Reagan, Space Panel Head Ask Continued Exploration
WASHINGTON — The Democratic chairman of the House Committee on Science and Technology joined President Reagan on Saturday in urging that the nation press ahead with space exploration despite the disastrous explosion that destroyed the Challenger shuttle and its crew of seven.
“This in no way means that we have lost, or will relinquish, the shuttle program,” said Rep. Don Fuqua (D-Fla.), whose committee has jurisdiction over the National Aeronautics and Space Administration, its programs and its budget authorizations. “We will continue to build on its strength and strengthen its weaknesses. . . . We will be relentless in our search for answers to what went wrong.”
Fuqua spoke in a broadcast response for the Democrats to Reagan’s regular weekly radio talk, in which the President restated last week’s commitments not to let last Tuesday’s accident deter the space effort.
“The Challenger crew was pulling us into the future, and we’ll continue to follow them,” Reagan said Saturday. “Nothing ends here. Our hopes and our journeys continue.”

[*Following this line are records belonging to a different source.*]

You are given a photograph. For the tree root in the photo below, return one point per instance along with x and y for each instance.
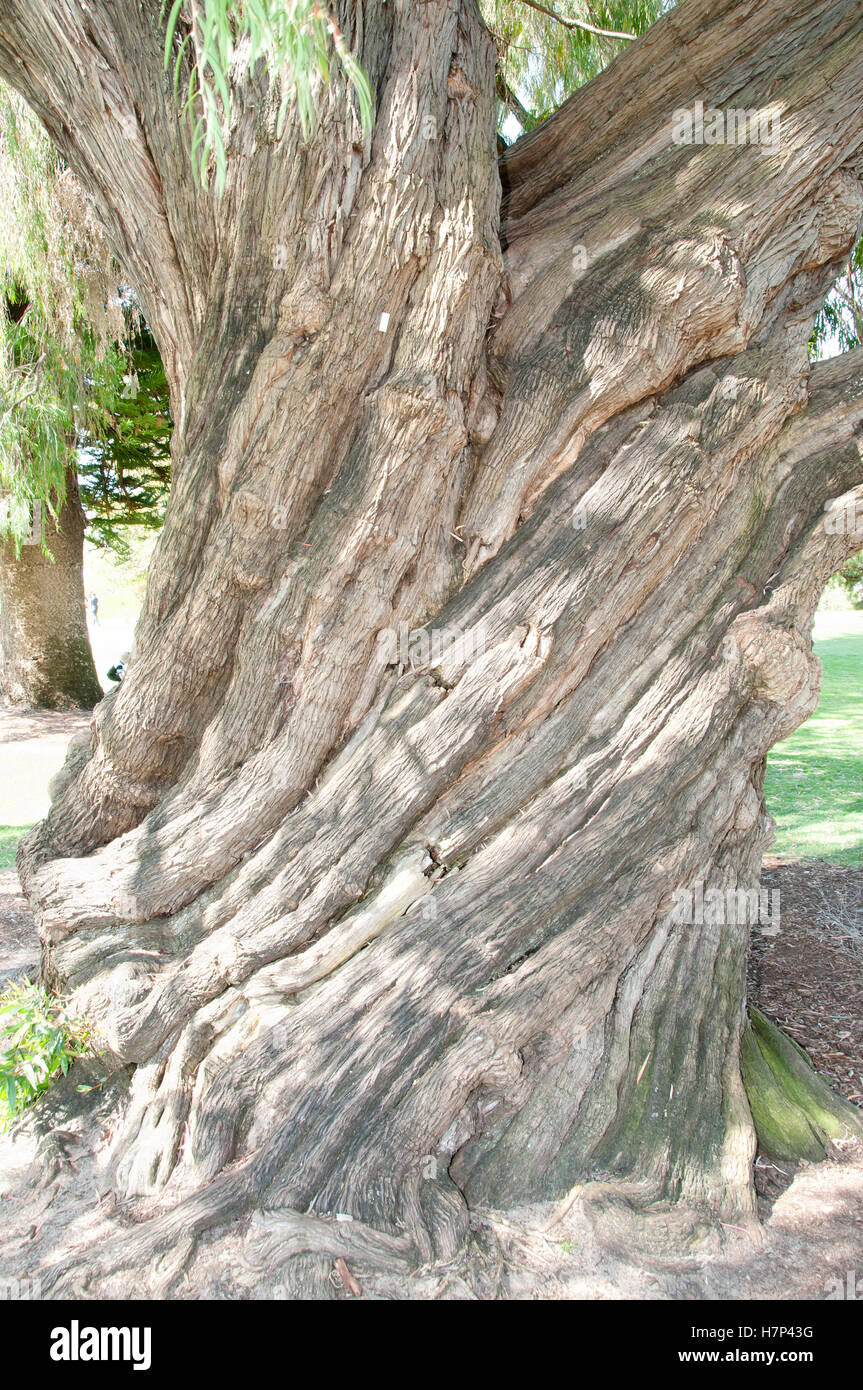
(796, 1115)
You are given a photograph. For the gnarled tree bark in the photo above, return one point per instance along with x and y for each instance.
(345, 915)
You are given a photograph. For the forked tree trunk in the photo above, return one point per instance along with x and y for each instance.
(45, 648)
(348, 913)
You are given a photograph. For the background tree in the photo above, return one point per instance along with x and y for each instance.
(70, 360)
(364, 913)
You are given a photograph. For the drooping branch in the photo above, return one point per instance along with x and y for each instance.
(577, 24)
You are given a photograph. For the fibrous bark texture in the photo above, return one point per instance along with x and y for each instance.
(45, 647)
(389, 938)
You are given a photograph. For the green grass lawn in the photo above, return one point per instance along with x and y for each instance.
(25, 769)
(815, 777)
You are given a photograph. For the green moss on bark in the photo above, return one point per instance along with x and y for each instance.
(795, 1112)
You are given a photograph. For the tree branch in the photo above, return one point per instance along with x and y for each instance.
(577, 24)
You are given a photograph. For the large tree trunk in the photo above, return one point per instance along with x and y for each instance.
(45, 648)
(346, 912)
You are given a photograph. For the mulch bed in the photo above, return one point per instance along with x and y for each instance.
(809, 977)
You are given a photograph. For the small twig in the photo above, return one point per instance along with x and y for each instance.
(578, 24)
(569, 1201)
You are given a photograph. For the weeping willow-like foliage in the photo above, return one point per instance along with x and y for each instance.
(546, 49)
(209, 41)
(59, 319)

Noting that 19 years have passed since the fire on Jan. 27, 1967, on the pad at Cape Canaveral, Fla., that killed three astronauts rehearsing for the first Apollo mission, Reagan said Americans tend to forget “that progress does not come without great costs or daunting risks.”
Calling “man’s permanent presence in space” the next goal, Fuqua said the nation must continue to support both manned and unmanned space programs. He cited the example of Voyager 2, the unmanned vehicle that he said has “sent back more information about Uranus than we’ve been able to learn and collect about that far planet since its discovery.”
Such programs are “steppingstones which some day will enable us to break out in whole new directions,” Fuqua said.